Масленица, кстати сказать, ознаменовалась у нас очередной голодовкой. На сей раз виною всему был не буран, а традиционный этот праздник. Перепившаяся администрация попросту забыла о нас. И опять бесновалась и выла у вахты толпа, и снова били по зоне пулеметы. И долго потом лежали в предзоннике трупы заключенных, сваленные там грудою, как дрова. Убитых было пятеро, раненых же — вдвое больше. И вот, несмотря на то, что лагерь наш, судя по всему, был лагерем смертников (недаром его и соорудили в такой глуши, в стороне от жилья!), несмотря на это, пострадавшим все же оказали необходимую помощь. (На сей счет, очевидно, существовали какие-то специальные инструкции.) Откуда-то прибыли вдруг лекари, санитары, и в зоне — в течение недели — действовал открытый медпункт.

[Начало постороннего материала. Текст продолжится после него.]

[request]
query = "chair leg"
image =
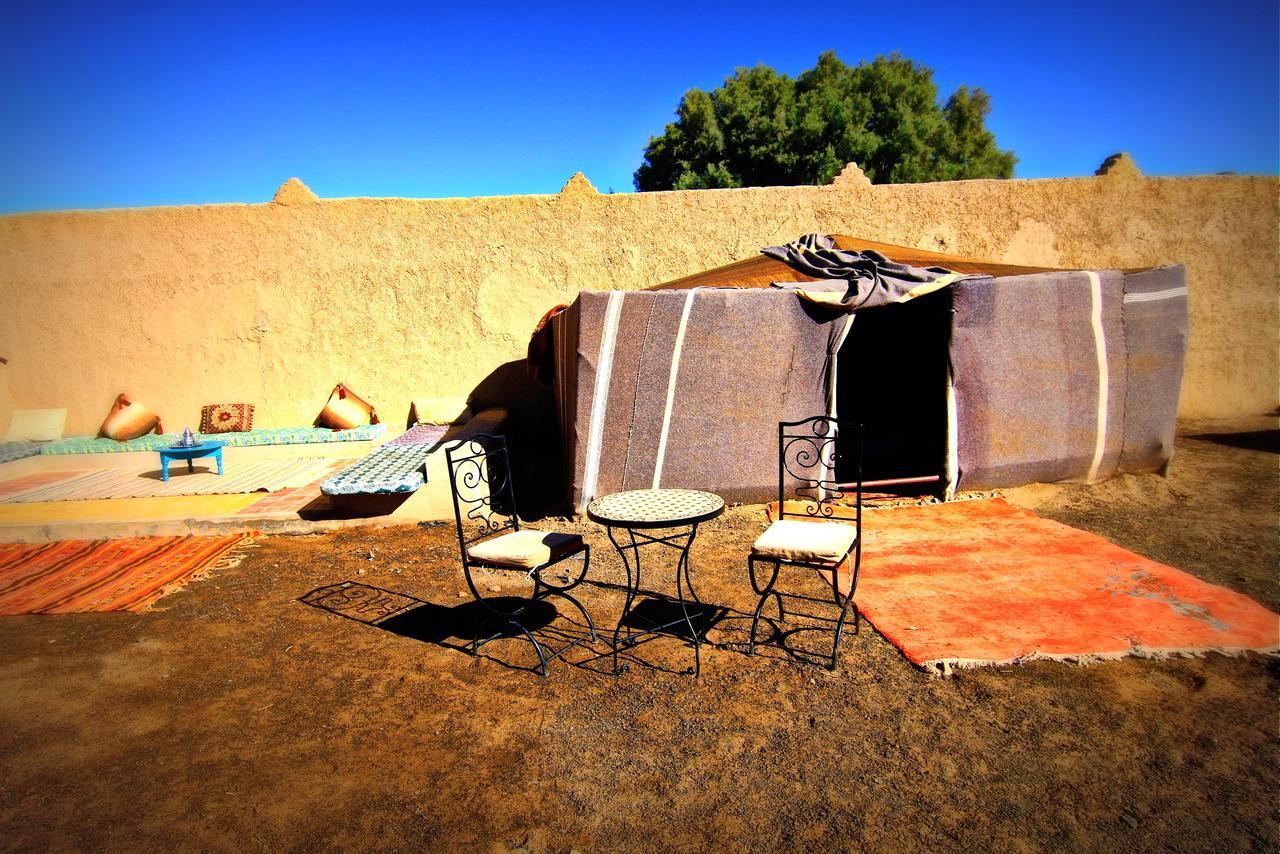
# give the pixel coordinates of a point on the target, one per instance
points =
(538, 648)
(764, 596)
(581, 576)
(840, 628)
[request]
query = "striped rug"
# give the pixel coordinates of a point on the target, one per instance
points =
(78, 576)
(120, 483)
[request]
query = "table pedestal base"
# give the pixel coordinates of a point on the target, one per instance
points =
(680, 539)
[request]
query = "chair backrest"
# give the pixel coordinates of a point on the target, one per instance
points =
(484, 501)
(819, 465)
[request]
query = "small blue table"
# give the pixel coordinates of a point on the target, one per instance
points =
(196, 451)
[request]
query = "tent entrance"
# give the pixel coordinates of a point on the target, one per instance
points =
(892, 378)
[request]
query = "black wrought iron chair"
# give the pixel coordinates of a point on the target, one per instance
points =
(821, 460)
(484, 503)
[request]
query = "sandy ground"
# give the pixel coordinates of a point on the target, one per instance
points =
(237, 716)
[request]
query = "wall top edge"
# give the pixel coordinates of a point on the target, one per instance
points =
(627, 197)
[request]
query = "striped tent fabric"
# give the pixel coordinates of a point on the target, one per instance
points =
(685, 388)
(78, 576)
(1038, 375)
(1066, 375)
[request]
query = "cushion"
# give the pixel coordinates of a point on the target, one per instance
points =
(128, 420)
(36, 425)
(795, 539)
(346, 410)
(525, 549)
(439, 410)
(227, 418)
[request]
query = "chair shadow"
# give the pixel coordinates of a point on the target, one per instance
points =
(775, 639)
(448, 626)
(1266, 441)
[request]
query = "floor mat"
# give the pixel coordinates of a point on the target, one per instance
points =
(127, 510)
(26, 483)
(981, 581)
(77, 576)
(120, 483)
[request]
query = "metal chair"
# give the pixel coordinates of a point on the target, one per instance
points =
(484, 501)
(813, 455)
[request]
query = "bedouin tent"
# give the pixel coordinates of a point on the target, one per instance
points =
(970, 374)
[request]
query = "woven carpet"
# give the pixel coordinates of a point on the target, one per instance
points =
(118, 483)
(77, 576)
(981, 583)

Среди прибывших к нам врачей оказался один дантист. К нему-то я и обратился, мучимый зубами. Последнее время они сильно донимали меня, не давали житья. Я несколько раз скандалил, добиваясь врача, подавал заявления, однако все было безрезультатно. Теперь я наконец решил воспользоваться случаем! Дантист — маленький, сухощавый, в железных очках — аккуратно записал мое имя, фамилию. Усадил на лавку. И затем привычным движением раздвинул мне пальцами губы.
— У вас, мой друг, — сказал он, — не столько зубы болят, сколько десны… Ярко выраженный скорбут.
— Это что ж такое?
— Ну, говоря попросту, цинга.
— Ай-ай, — встревожился я. — Этого только не хватало! И чем же скорбут лечат?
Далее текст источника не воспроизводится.